NAME¶
reporting - Grid Engine reporting file format
DESCRIPTION¶
A Grid Engine system writes a reporting file
$SGE_ROOT/$SGE_CELL/common/reporting if
reporting=true is
specified in the
reporting_params. This occurs intervals of the
flush_time specified in the same place. The reporting file contains
data that can be used for accounting, monitoring and analysis purposes. It
contains information about the cluster (hosts, queues, load values,
consumables, etc.), about the jobs running in the cluster and about sharetree
configuration and usage. All information is time-related and events are dumped
to the reporting file in a configurable interval. It allows "real
time" monitoring of the cluster status as well as historical analysis.

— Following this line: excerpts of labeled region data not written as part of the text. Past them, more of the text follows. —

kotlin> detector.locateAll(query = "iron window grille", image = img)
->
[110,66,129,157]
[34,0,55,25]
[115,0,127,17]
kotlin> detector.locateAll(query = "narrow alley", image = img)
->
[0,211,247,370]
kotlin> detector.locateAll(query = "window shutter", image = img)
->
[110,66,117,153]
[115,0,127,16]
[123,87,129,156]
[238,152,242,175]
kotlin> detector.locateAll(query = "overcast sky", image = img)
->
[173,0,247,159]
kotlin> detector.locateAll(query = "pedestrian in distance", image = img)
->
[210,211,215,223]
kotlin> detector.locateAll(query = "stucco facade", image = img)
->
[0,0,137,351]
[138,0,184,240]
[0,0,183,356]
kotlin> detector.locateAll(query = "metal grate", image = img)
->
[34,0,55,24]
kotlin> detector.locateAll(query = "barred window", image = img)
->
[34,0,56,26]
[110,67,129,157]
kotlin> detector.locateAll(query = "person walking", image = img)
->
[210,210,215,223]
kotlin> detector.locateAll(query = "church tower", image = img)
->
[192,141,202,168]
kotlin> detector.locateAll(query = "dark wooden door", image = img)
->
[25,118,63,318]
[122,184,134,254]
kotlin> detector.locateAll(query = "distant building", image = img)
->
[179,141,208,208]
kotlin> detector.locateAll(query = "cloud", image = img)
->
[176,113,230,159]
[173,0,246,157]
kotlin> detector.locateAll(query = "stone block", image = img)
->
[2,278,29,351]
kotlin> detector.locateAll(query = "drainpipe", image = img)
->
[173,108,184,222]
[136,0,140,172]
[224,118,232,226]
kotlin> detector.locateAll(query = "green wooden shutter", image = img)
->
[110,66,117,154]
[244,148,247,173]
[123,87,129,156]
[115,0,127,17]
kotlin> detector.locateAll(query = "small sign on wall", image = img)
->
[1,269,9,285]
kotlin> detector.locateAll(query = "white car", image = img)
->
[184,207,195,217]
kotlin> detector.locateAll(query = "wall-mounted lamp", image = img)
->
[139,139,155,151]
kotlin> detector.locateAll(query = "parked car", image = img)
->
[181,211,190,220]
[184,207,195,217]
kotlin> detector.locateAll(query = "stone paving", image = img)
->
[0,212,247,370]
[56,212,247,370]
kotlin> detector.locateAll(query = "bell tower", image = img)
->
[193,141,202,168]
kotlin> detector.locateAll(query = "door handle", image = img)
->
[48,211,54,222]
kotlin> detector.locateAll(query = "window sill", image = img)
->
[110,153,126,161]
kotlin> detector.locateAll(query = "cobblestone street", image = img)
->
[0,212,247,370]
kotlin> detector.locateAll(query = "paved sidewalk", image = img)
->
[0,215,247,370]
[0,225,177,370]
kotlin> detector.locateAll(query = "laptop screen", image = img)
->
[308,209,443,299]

The reporting file is an ASCII file. Each line contains one record, and the
fields of a record are separated by a delimiter (:). The reporting file
contains records of different type. Each record type has a specific record
structure.
The first two fields are common to all reporting records:
- time
- The time when the record was created. All time values described here are
the number of seconds since the Unix epoch (1970-01-01 00:00:00 UTC).
- record type
- Type of the accounting record.
The different types of records and their structure are described below, eliding
the leading
time and
record type fields in each case.
new_job¶
The new_job record is written whenever a new job enters the system (usually by a
submission command). It has the following fields:
- submission_time
- Time when the job was submitted.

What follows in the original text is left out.